La tradizione più accreditata, vuole che Calogero, monaco erudita e taumaturgo, sia giunto in Sicilia dal Nord Africa nel V sec, per sfuggire alle persecuzioni dei Vandali e svolgere la sua missione di predicatore e guaritore dei corpi e delle anime.

Il suo nome derivante dal greco, significa letteralmente “bel vecchio”, nel senso di buono, saggio, ed infatti è rappresentato con una lunga barba bianca, col tipico abito dei monaci eremiti, sorretto da un lungo bastone, con un libro aperto in una mano ed una cassetta di medicamenti nell’altra ed a volte, con una cerva accosciata ai suoi piedi, in riferimento all’ultimo periodo della sua lunga vita quando, ritirato nelle grotte del monte Kronio(presso Sciacca), si nutriva del solo latte di questa bestiola inviatagli da Dio.

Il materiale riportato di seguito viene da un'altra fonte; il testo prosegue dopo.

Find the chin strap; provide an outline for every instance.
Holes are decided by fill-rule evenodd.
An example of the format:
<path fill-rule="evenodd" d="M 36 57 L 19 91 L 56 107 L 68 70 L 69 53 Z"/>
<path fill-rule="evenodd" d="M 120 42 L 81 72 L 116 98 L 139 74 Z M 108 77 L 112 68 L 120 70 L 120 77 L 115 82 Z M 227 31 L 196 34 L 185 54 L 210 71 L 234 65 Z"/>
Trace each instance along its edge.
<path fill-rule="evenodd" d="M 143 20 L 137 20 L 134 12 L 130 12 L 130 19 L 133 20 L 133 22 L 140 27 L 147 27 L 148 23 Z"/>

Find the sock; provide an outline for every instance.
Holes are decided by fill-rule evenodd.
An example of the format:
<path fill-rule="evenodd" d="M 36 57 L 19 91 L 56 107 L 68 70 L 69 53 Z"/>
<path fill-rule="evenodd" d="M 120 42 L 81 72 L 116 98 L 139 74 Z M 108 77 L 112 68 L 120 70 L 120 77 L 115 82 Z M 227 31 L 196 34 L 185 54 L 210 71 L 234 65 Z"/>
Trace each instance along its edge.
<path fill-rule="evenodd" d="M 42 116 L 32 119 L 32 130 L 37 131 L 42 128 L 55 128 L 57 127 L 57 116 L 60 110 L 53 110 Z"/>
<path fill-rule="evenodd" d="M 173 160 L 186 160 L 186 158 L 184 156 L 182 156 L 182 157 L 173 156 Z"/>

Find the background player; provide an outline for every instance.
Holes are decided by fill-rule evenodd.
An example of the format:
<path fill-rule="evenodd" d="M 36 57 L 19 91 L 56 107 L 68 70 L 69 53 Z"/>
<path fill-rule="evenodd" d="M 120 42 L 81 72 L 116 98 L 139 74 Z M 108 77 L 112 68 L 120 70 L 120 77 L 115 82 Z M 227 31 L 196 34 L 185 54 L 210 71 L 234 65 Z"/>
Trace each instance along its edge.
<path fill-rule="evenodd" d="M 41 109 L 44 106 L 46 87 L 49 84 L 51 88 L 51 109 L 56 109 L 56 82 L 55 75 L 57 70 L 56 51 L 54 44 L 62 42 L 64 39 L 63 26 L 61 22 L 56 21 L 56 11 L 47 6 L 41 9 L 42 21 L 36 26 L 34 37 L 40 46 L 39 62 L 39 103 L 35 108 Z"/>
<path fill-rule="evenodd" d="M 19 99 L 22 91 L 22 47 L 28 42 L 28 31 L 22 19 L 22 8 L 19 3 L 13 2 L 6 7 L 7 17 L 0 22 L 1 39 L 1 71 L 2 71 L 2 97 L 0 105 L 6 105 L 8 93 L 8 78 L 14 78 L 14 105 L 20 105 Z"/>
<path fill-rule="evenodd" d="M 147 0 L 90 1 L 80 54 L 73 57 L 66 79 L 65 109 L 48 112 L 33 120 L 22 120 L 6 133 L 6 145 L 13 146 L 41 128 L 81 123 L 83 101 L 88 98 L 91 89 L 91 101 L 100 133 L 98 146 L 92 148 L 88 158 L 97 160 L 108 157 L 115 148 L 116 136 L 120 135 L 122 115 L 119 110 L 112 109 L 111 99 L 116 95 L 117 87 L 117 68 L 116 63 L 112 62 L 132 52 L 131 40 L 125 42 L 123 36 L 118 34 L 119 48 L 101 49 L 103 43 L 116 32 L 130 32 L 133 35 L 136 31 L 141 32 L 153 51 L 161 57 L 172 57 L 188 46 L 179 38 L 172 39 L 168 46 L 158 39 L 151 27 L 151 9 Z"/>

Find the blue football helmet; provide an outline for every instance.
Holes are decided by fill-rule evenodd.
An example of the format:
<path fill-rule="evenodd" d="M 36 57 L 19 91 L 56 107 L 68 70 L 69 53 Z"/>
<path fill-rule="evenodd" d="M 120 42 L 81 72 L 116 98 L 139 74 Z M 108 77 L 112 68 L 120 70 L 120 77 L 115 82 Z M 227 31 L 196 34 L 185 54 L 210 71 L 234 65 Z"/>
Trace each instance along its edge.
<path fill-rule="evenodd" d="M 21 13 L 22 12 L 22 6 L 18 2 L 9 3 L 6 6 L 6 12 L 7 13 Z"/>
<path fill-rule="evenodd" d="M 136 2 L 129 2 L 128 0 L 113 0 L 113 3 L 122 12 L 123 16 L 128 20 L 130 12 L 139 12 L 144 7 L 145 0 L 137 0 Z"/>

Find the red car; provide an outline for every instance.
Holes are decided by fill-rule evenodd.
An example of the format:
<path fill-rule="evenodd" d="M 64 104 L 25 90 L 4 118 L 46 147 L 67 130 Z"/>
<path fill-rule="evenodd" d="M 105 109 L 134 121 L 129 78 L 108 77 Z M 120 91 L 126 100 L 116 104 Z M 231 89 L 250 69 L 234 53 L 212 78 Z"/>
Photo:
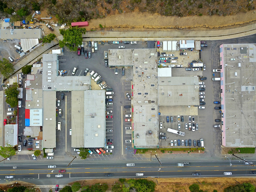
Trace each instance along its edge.
<path fill-rule="evenodd" d="M 55 192 L 57 192 L 58 189 L 59 188 L 59 185 L 56 185 L 56 186 L 55 187 Z"/>
<path fill-rule="evenodd" d="M 104 150 L 103 150 L 103 149 L 102 149 L 101 148 L 100 148 L 100 151 L 101 151 L 101 152 L 102 152 L 103 153 L 105 153 L 105 152 L 105 152 L 105 151 L 104 151 Z"/>
<path fill-rule="evenodd" d="M 4 119 L 4 125 L 5 125 L 7 124 L 7 119 Z"/>

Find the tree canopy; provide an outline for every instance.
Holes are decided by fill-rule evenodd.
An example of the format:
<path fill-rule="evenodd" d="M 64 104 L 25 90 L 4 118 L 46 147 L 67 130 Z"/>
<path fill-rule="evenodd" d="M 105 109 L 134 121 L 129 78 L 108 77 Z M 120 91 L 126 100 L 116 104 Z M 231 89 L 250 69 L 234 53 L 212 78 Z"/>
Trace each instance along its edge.
<path fill-rule="evenodd" d="M 81 185 L 78 182 L 75 182 L 71 186 L 71 189 L 73 192 L 76 192 L 81 188 Z"/>
<path fill-rule="evenodd" d="M 4 158 L 14 155 L 16 152 L 14 148 L 9 144 L 8 144 L 8 147 L 0 146 L 0 155 Z"/>
<path fill-rule="evenodd" d="M 31 72 L 31 69 L 32 68 L 32 65 L 27 65 L 24 66 L 21 69 L 21 71 L 24 74 L 27 74 L 28 73 Z"/>
<path fill-rule="evenodd" d="M 10 85 L 9 88 L 5 90 L 5 94 L 7 95 L 6 102 L 9 104 L 12 107 L 18 105 L 19 91 L 17 89 L 18 84 L 14 83 L 12 85 Z"/>
<path fill-rule="evenodd" d="M 85 159 L 89 155 L 89 150 L 88 149 L 81 147 L 79 149 L 80 150 L 80 153 L 79 156 L 81 157 L 82 159 Z"/>
<path fill-rule="evenodd" d="M 34 154 L 36 156 L 39 156 L 41 154 L 41 151 L 40 150 L 36 150 L 34 152 Z"/>
<path fill-rule="evenodd" d="M 46 35 L 43 38 L 43 43 L 50 43 L 51 42 L 55 39 L 56 35 L 54 33 L 50 33 Z"/>
<path fill-rule="evenodd" d="M 82 44 L 82 33 L 85 34 L 85 28 L 79 29 L 77 26 L 70 27 L 68 29 L 60 29 L 60 34 L 63 36 L 62 40 L 60 40 L 59 45 L 61 47 L 66 46 L 71 51 L 76 51 L 77 46 Z"/>
<path fill-rule="evenodd" d="M 14 71 L 14 68 L 12 63 L 5 58 L 3 61 L 0 61 L 0 72 L 6 77 L 8 77 Z"/>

E’ un Santo venerato sia dalla Chiesa Cattolica che da quella Ortodossa, ed è uno dei più popolari della Sicilia dove viene festeggiato in molti centri: ad Agrigento, Porto Empedocle, Naro, Aragona, Canicattì, Favara, Sciacca, S.Stefano Quisquina, Cammarata, ma anche Petralia Sottana (Pa), Campofranco(Cl), Cesarò e S.S. di Fitalia(Me).

Quella di Agrigento è una delle feste più coreografiche.

Si svolge tra le prime due domeniche di luglio quando, sotto un sole cocente, la vara del Santo sorretta dagli infaticabili portatori, attraversa i vicoli e le scalinate del centro città, accompagnata dalla fanfara che suona incessantemente, dai tamburinari e da una folla di fedeli che fanno a gara per toccarlo, abbracciarlo e baciarlo in volto. Altro rito caratteristico che accompagna la processione è il lancio delle “muffoletta”, pagnotte aromatizzate al sesamo, direttamente dai balconi o dalle finestre sul fercolo, in ricordo dell’instancabile questua che S.Calogero faceva in favore dei poveri ammalati di peste.